ひとこまコラム バックナンバー
全部! 2012/08/10更新 【チームひつじさん #2】
『バムとケロのにちようび』 ほか「バムとケロのなかまたち」絵本シリーズ 島田ゆか【作・絵】 文溪堂 (2008/06/24 出版) |
4月に着任した学校は単位制。図書館には朝から晩まで(定時制もあるため)生徒がやってくる。マンガや本を読み耽る、黙々と自習、パソコンで課題作成、ゲームする、寝る、友達と話す…。ひとコマ90分はけっこう長い。

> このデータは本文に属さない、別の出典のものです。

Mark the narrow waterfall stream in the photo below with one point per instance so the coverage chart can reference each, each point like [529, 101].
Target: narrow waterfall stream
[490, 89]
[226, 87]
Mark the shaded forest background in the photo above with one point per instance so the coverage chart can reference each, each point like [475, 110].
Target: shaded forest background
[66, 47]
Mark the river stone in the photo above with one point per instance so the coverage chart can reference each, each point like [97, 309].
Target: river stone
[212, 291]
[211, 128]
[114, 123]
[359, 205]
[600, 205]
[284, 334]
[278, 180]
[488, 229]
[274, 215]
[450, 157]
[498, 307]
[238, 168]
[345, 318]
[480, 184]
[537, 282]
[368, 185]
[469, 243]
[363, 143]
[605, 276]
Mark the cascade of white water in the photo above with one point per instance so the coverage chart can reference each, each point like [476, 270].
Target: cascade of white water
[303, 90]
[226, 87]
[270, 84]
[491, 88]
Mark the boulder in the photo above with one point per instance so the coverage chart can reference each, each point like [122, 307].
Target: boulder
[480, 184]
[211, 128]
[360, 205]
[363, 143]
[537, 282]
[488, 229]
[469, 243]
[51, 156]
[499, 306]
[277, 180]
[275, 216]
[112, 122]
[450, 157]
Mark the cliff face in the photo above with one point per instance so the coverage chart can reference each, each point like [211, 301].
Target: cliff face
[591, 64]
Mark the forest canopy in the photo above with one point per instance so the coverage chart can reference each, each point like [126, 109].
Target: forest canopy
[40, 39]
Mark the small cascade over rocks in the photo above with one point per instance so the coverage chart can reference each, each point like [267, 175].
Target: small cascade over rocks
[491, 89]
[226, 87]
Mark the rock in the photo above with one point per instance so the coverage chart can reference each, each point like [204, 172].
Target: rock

定期テスト期間中には、待機場所に指定されるので、朝から鮨詰め状態の図書館。そんな中、勉強に飽きた女子生徒たちが絵本の棚を見つけてわいわい。しばらくすると「リクエスト、絵本も平気ですか?」と。手渡された紙には『バムとケロのシリーズ全部!』とある。この絵本は、犬のバムと、カエルのケロちゃんを中心にしたお話。自由なケロちゃんに振り回されるバムと個性的な友だち、それに謎のちいさい生き物たち。本文には全く触れられていない物語が、絵の中にいっぱい盛り込まれていて、ページの隅々まで目を凝らして何度も読んでしまう。それを、あまり読んだことがないという友だちに是非見せたいからとのリクエスト。いいでしょう。入れましょう。「バムケロいいよね。私も大好き。ガラゴのお風呂がすごくいいんだよね」と私が言うと、「あ!ガラゴ!ガラゴも読みたい!」「ガラゴって?」「ガラゴはね…」と友だちに説明しながら『ガラゴのシリーズ』と書き加えられている。い、いいでしょう。入れてみましょう計7冊。
後日、テストが終わって晴れ晴れしい表情で絵本を広げている二人。「このページのこれがこっちの本でね…」気がつくと静かに読んでいる。
ひとコマ90分はちょっとだけ長い。